Install questions

Rick Stevens ricks at nerd.com
Fri Oct 8 17:50:33 UTC 2010


On 10/07/2010 03:59 PM, Ron Watkins wrote:
> We have several HP DL580 G5 boxes and want to configure dual-boot between RHEL and Solaris X64.
> I currently have Solaris X64 installed, and it has a GRUB boot menu.
> How can I install RHEL to use the "existing" GRUB boot loader rather than installinng it's own boot loader
> over top of the one already there?

Assuming grub is installed in the MBR of the boot drive, then the
installer should see it.  The trick is that the /boot directory must be
a filesystem RHEL understands natively (a filesystem type which is
either built into the installer's kernel or in the installer's initrd
RAMdisk image).

If /boot is a Solaris partition/filesystem, I don't think RHEL has that
built into the installer, hence it won't be able to decipher the /boot
partition and can't verify that the various second- and third-stage
loaders are there, nor can it find the /boot/grub/grub.conf file.

What you'll have to do is have RHEL install its version of grub into
the first RHEL partition on the drive.  Then bring up your Solaris
system and chainload to the grub on the RHEL partition--much as you'd do
if you were chainloading Windows.

> Also, my firs attempt at installing came up with an odd screen resolution for the console port. The resolution
> appears to be set during boot-up and I can't find where to change that resolution.
> The issue is that the console is being viewed through an ILO (lights-out) web-page with a resolution of
> 1024x768. However, the boot screen comes up as somthing like 1440x900 or somthing close to that. This makes it
> difficult to see the screen contents while booting.

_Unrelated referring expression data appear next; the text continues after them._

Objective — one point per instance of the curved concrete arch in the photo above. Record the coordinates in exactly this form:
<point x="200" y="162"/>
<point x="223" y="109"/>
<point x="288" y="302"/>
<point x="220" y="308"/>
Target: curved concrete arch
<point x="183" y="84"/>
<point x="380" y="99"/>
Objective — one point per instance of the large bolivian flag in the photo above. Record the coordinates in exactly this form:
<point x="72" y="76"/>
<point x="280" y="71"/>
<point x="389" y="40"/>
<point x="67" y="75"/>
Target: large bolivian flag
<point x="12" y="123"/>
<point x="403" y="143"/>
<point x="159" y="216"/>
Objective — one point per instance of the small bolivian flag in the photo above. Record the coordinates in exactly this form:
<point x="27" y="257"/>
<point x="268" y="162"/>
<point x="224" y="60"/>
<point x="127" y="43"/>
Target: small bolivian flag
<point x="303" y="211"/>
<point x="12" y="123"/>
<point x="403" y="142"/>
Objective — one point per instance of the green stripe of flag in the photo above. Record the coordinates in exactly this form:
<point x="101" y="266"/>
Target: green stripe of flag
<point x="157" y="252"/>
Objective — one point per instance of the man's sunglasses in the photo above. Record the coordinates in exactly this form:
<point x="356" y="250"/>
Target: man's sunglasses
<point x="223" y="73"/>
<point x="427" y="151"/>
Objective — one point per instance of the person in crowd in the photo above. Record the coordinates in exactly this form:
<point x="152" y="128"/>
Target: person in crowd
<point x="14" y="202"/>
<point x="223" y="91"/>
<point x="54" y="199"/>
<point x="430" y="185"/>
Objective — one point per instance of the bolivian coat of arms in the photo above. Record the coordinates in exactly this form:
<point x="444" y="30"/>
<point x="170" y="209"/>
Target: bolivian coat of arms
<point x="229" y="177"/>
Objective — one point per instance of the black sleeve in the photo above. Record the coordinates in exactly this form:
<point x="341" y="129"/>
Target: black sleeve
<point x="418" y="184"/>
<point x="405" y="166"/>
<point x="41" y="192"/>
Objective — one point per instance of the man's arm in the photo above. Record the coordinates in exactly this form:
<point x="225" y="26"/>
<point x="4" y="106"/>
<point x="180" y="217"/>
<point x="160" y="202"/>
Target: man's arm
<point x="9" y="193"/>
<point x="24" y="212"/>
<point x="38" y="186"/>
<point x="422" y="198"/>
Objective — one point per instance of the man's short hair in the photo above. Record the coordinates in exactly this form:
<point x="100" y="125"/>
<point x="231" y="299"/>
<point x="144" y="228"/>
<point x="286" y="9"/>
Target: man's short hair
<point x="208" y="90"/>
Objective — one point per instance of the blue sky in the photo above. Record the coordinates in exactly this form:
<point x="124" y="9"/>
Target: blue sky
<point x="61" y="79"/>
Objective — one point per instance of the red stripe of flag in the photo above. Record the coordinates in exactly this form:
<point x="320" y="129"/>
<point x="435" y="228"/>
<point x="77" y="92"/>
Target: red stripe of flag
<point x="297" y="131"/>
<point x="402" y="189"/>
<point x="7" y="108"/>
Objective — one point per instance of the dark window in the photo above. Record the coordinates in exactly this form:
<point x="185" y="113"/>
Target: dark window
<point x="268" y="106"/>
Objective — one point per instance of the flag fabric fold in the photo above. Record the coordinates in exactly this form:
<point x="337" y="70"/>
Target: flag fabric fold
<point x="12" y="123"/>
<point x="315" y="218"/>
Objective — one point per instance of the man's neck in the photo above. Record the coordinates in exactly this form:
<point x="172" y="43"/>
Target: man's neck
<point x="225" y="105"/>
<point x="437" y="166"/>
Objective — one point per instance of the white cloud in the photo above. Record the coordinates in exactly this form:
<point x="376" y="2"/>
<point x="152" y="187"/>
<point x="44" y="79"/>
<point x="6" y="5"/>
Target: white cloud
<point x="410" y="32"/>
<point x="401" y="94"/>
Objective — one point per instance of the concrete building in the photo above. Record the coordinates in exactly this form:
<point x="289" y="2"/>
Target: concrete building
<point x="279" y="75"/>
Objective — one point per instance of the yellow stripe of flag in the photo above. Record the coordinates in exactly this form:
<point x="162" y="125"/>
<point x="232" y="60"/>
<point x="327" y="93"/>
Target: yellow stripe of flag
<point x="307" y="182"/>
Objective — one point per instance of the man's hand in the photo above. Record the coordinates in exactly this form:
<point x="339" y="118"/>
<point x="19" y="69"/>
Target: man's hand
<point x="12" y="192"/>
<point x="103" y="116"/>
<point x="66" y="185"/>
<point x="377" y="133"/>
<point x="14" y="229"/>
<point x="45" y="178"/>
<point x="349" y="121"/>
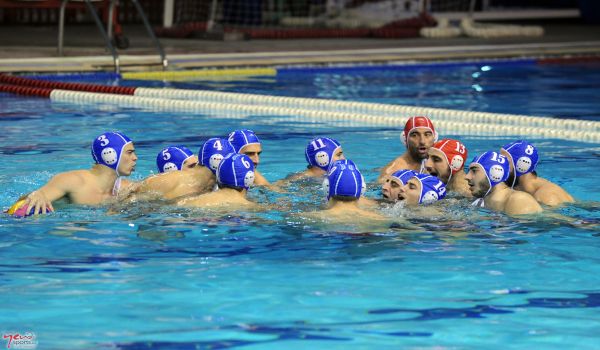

Thanks for any advice.

Since this is the beta, it's going to be based on Fedora.  On Fedora,
the installer probes the video hardware (both the card and the monitor)
and tries to use the largest display screen it can.  It doesn't know
about your ILO thingie--just the display hardware on your machine.

You can force the display resolution by entering this at the "boot:"
prompt during installation:

	linux resolution=1024x768

Set the resolution to whatever you want.